In this format, the column n_location means the number of detected mentions of the location / municipality, and the column n_both represents the number of disease mentions within this set of articles mentioning the location.

Step 3: post-processing

The third step is to organise the data (e.g., sorting by date), compute the mention rate, and store everything in a small single parquet file.

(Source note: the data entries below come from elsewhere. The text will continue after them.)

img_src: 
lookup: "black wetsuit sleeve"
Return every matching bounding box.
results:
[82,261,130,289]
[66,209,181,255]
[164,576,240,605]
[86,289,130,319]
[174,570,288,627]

uv run src/create_database/postproc.py

The resulting data folder processed_data/database looks something like this:

database/
└── disease_database_v1.2.parquet

Now, for example, the typhus mentions in 1838 look like this:

import polars as pl
lf = pl.scan_parquet("processed_data/database/disease_database_v1.2.parquet")
lf.filter(pl.col("disease") == "typhus", pl.col("year") == 1838).head().collect()
┌─────────┬──────┬───────┬─────────┬──────────────┬────────────┬────────┐
│ disease ┆ year ┆ month ┆ cbscode ┆ mention_rate ┆ n_location ┆ n_both │
│ ---     ┆ ---  ┆ ---   ┆ ---     ┆ ---          ┆ ---        ┆ ---    │
│ cat     ┆ i32  ┆ i8    ┆ i32     ┆ f64          ┆ u32        ┆ u32    │
╞═════════╪══════╪═══════╪═════════╪══════════════╪════════════╪════════╡
│ typhus  ┆ 1838 ┆ 1     ┆ 1       ┆ 0.0          ┆ 2          ┆ 0      │
│ typhus  ┆ 1838 ┆ 1     ┆ 2       ┆ 0.0          ┆ 3          ┆ 0      │
│ typhus  ┆ 1838 ┆ 1     ┆ 3       ┆ 0.0          ┆ 11         ┆ 0      │
│ typhus  ┆ 1838 ┆ 1     ┆ 4       ┆ 0.0          ┆ 2          ┆ 0      │
│ typhus  ┆ 1838 ┆ 1     ┆ 5       ┆ 0.0          ┆ 6          ┆ 0      │
└─────────┴──────┴───────┴─────────┴──────────────┴────────────┴────────┘

Step 4: geographic information

Just to be sure, we also archive the geographic information from NLGIS alongside the parquet file. This is done through the following script:

uv run src/create_database/download_geojson.py

Now, finally, we have the full database:

database/
├── disease_database_v1.2.parquet
└── nl1869.geojson

The disease_database_v1.2.parquet file and nl1869.geojson can be joined using the cbscode unique identifier, to add information such as municipality name, "amsterdamcode", unique NLGIS id, and the actual geometric shape for producing maps.